Attacks used US, Russian, and Chinese infrastructure. Microsoft, Fortra, and Health-ISAC sued 16 John Does. The complaint claims they are Conti, BlackCat, LockBit, Evil Corp, and early access brokers. Disrupting cracked legacy copies of Cobalt Strike misuse will make it harder for criminals to profit and slow down cyberattacks. Read more
MSI Confirms Cyberattack After Fresh Demand From Ransomware Group
In reaction to concerns that a new ransomware group had targeted Micro-Star International (MSI), a Taiwanese hardware maker, announced a cyberattack on Friday. MSI said the incident was reported to law enforcement “promptly” and that recovery attempts had begun. Money Message ransomware targeted the company this week. The organization alleges stealing the company’s source code, firmware, frameworks, and more. Cybersecurity experts said the organization launched this week.

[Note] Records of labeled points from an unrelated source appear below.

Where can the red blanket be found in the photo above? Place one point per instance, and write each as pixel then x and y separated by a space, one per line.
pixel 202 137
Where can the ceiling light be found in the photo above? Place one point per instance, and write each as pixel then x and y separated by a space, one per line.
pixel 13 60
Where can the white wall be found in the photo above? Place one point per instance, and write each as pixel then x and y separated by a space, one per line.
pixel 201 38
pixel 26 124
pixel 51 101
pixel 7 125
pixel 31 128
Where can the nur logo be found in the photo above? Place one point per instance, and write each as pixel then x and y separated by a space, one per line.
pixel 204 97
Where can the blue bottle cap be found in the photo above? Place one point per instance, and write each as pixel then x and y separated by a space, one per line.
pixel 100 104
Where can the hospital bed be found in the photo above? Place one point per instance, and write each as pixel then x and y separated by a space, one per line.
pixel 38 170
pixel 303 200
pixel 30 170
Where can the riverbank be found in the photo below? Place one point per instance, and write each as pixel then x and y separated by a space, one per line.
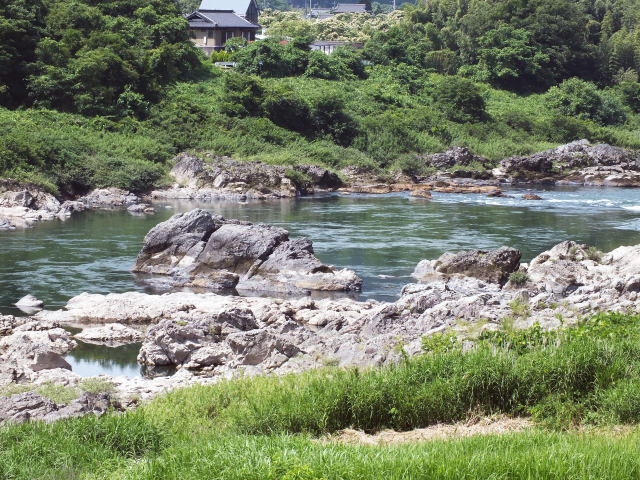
pixel 210 337
pixel 210 178
pixel 274 427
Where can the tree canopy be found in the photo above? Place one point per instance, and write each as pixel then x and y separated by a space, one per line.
pixel 92 57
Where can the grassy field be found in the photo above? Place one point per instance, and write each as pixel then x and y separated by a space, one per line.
pixel 576 384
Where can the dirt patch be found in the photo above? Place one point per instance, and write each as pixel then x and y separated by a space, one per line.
pixel 475 426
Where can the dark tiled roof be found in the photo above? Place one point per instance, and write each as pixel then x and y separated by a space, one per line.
pixel 238 6
pixel 211 19
pixel 350 8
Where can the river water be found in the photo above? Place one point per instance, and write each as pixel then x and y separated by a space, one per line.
pixel 381 237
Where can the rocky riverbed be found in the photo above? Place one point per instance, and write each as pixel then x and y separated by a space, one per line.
pixel 208 336
pixel 209 177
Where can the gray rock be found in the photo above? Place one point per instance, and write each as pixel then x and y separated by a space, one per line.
pixel 198 249
pixel 455 156
pixel 112 334
pixel 25 406
pixel 491 266
pixel 29 301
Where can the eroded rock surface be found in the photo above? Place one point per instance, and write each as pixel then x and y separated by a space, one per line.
pixel 203 250
pixel 209 336
pixel 212 177
pixel 491 266
pixel 21 407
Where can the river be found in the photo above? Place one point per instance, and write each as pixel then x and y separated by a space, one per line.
pixel 381 237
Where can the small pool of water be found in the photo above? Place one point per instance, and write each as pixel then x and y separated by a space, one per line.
pixel 381 237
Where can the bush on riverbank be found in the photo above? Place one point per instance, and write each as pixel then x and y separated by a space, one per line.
pixel 382 122
pixel 581 375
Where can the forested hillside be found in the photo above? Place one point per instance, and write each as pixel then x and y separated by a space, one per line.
pixel 101 93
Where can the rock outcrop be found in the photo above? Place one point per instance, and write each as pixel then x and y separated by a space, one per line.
pixel 23 207
pixel 209 336
pixel 198 249
pixel 212 177
pixel 26 406
pixel 577 162
pixel 111 334
pixel 31 346
pixel 490 266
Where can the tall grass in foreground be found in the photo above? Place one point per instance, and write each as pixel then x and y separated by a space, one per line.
pixel 262 427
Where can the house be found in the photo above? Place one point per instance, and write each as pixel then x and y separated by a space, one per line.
pixel 328 46
pixel 350 8
pixel 216 21
pixel 320 13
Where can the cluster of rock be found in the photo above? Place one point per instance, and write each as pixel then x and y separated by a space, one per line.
pixel 28 346
pixel 22 207
pixel 197 249
pixel 212 177
pixel 209 336
pixel 467 290
pixel 25 406
pixel 576 163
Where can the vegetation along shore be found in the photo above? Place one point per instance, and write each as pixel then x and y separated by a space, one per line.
pixel 253 345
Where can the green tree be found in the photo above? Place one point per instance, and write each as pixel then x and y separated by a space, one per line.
pixel 512 58
pixel 460 99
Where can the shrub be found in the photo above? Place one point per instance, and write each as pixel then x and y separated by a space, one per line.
pixel 460 99
pixel 631 95
pixel 575 97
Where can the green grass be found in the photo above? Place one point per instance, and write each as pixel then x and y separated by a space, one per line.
pixel 389 121
pixel 264 427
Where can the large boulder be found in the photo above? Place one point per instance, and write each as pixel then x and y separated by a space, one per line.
pixel 493 266
pixel 572 156
pixel 223 177
pixel 229 339
pixel 201 250
pixel 455 156
pixel 26 406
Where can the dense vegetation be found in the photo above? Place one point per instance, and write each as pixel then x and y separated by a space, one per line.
pixel 264 427
pixel 92 57
pixel 106 94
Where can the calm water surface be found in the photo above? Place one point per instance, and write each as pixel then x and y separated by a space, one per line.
pixel 381 237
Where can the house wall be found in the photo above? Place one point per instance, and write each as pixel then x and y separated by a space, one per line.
pixel 219 37
pixel 252 12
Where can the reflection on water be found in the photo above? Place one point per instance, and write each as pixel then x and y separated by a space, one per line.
pixel 381 237
pixel 89 359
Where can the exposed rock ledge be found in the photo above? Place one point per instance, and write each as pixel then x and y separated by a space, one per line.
pixel 210 336
pixel 198 249
pixel 22 207
pixel 211 177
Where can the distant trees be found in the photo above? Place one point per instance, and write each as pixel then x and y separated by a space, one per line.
pixel 272 58
pixel 83 55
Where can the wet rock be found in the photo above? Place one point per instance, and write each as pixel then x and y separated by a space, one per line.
pixel 198 249
pixel 456 156
pixel 29 301
pixel 228 339
pixel 140 208
pixel 5 224
pixel 109 198
pixel 212 177
pixel 112 334
pixel 491 266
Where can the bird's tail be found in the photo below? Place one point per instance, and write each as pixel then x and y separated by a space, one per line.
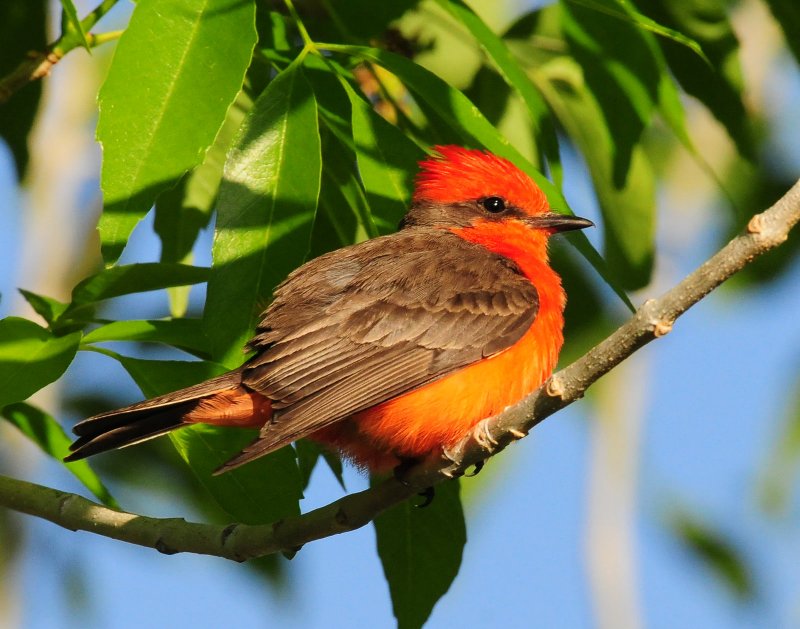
pixel 221 401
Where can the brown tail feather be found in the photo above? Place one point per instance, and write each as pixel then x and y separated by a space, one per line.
pixel 148 419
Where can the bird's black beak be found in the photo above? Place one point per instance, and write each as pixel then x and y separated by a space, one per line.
pixel 559 222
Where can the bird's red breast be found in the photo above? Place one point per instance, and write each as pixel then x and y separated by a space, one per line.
pixel 398 346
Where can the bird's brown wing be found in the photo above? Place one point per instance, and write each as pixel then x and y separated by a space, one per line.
pixel 363 325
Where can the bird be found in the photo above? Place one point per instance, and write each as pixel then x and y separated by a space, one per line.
pixel 395 348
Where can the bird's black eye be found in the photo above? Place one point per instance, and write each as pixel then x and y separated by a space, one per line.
pixel 494 204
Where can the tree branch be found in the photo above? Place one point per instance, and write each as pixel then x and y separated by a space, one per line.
pixel 240 542
pixel 38 64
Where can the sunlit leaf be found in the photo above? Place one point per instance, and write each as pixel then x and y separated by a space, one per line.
pixel 387 161
pixel 129 279
pixel 46 307
pixel 266 210
pixel 718 84
pixel 47 433
pixel 498 52
pixel 186 334
pixel 420 550
pixel 182 211
pixel 475 130
pixel 31 357
pixel 176 70
pixel 628 203
pixel 625 11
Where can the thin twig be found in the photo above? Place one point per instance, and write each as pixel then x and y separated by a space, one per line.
pixel 38 64
pixel 240 542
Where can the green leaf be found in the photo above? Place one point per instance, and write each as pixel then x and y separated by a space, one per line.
pixel 125 280
pixel 263 491
pixel 624 10
pixel 308 453
pixel 46 307
pixel 387 161
pixel 627 203
pixel 420 550
pixel 465 119
pixel 717 553
pixel 266 209
pixel 182 211
pixel 135 278
pixel 71 24
pixel 366 19
pixel 185 334
pixel 717 83
pixel 31 357
pixel 45 431
pixel 515 76
pixel 787 15
pixel 23 25
pixel 176 70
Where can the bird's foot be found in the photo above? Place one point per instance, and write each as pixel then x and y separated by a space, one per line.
pixel 400 472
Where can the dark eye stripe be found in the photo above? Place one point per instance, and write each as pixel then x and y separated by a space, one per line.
pixel 494 204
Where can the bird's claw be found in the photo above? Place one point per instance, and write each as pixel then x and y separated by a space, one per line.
pixel 403 468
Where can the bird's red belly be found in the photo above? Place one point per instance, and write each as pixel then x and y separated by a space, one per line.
pixel 441 413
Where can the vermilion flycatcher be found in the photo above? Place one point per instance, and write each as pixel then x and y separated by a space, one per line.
pixel 395 347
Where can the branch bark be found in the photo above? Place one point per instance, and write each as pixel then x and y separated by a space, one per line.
pixel 239 542
pixel 38 64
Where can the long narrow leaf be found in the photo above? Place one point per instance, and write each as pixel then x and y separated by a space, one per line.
pixel 420 550
pixel 496 48
pixel 47 433
pixel 266 209
pixel 468 121
pixel 31 357
pixel 191 56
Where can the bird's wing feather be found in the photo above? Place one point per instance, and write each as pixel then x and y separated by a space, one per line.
pixel 363 325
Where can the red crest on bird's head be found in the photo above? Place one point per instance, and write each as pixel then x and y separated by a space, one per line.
pixel 457 174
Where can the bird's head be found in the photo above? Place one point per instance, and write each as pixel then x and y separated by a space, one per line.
pixel 462 188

In 2021, the New Taipei City-based company made approximately $6.6 billion from motherboards, graphics cards, desktops, and laptops. “ The affected systems are running again, unaffected by financial business. MSI urges clients to exclusively download firmware and BIOS upgrades from its official website. “The organization is committed to protecting customer, employee, and partner data security and privacy and will maintain upgrading its cybersecurity architecture and management to uphold business advancement and network security.” When the incursions were disclosed to The Taiwan Stock Exchange on Friday, the company indicated in regulatory filings that it did not expect any losses or repercussions. Read more
The opinions expressed in this post belongs to the individual contributors and do not necessarily reflect the views of Information Security Buzz.